Hugh de Morville, Richard de Brito and William de Tracy built a church at Alkborough, near Scunthorpe in today's North Lincolnshire, where, until 1690, an inscribed stone on the chancel recorded the benefaction. This benefaction failed to impress Pope Alexander III, however, who excommunicated Tracy and the other murderers on Maundy Thursday, 25 March 1171. Tracy paid scutage on his lands in 1171 and set out for Rome after the end of September but before Henry II's expedition to Ireland in October. The departure of Hugh de Morville and the other knights to Rome was delayed until two of them, Fitzurse and de Morville, had taken part in the rebellion against the king in 1173–74. The Archbishop's murderers finally gained their audience with the Pope, who, despite their penitence, decreed they should be exiled and fight "in knightly arms in The Temple for 14 years" in Jerusalem, and after the given time return to Rome.

==Vassal of Richard I of England==
A Hugh de Morville, son of Simon and nephew of Hugh the Murderer, appears in the service of the Crusader king Richard I in the 1190s. He stood hostage for Richard in 1194 when the king had been captured by Henry VI, Holy Roman Emperor. The German poet Ulrich von Zatzikhoven wrote that a Huc von Morville brought with him the French-language sourcebook for his romance Lanzelet (Lancelot).
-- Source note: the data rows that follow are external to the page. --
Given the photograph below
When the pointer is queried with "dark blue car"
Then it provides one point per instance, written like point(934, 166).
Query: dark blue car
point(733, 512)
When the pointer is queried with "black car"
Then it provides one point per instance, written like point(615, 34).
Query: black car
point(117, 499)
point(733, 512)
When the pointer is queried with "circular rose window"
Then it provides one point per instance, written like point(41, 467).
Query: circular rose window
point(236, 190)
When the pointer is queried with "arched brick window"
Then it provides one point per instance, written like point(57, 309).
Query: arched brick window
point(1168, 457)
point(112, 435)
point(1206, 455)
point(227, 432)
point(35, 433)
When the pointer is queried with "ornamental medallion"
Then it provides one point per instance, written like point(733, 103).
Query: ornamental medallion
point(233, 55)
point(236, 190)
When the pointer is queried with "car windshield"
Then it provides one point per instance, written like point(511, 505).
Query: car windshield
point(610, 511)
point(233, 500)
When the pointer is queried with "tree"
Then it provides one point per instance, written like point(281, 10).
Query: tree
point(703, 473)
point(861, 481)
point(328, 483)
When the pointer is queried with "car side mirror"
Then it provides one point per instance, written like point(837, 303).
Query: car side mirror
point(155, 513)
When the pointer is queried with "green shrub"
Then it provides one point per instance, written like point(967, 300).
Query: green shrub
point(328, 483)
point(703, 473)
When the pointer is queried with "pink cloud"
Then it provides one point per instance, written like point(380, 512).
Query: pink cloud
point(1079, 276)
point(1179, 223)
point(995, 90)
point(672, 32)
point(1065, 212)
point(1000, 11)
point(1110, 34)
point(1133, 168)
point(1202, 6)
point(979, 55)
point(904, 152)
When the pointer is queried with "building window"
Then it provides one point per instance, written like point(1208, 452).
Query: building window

Dahood finds it improbable that Hugh of Knaresborough was the same individual.

==Death and burial==
William de Tracy's journey east is confirmed by Romwald, Archbishop of Salerno, and Roger of Hoveden, who report that the Pope instructed the knights, once their duties were fulfilled, to visit the holy places barefoot and in hair shirts and then to live alone for the rest of their lives on the Black Mountain near Antioch, spending their time in vigil, prayer, and lamentation. Romwald continues that, after their deaths, the bodies of the knights were buried at Jerusalem before the door of the temple, though this does not conform exactly to the tradition that the murderers were buried under the portico in front of the Al-Aqsa Mosque, which was the refectory of the Knights Templar. Another tradition is that the bodies of the knights were returned to the island of Brean Down, off the coast of Weston-super-Mare, and buried there.

The lordship of Westmorland passed to Hugh's sister (some sources say niece), Maud, in 1174; she held the lands until Hugh's expiation.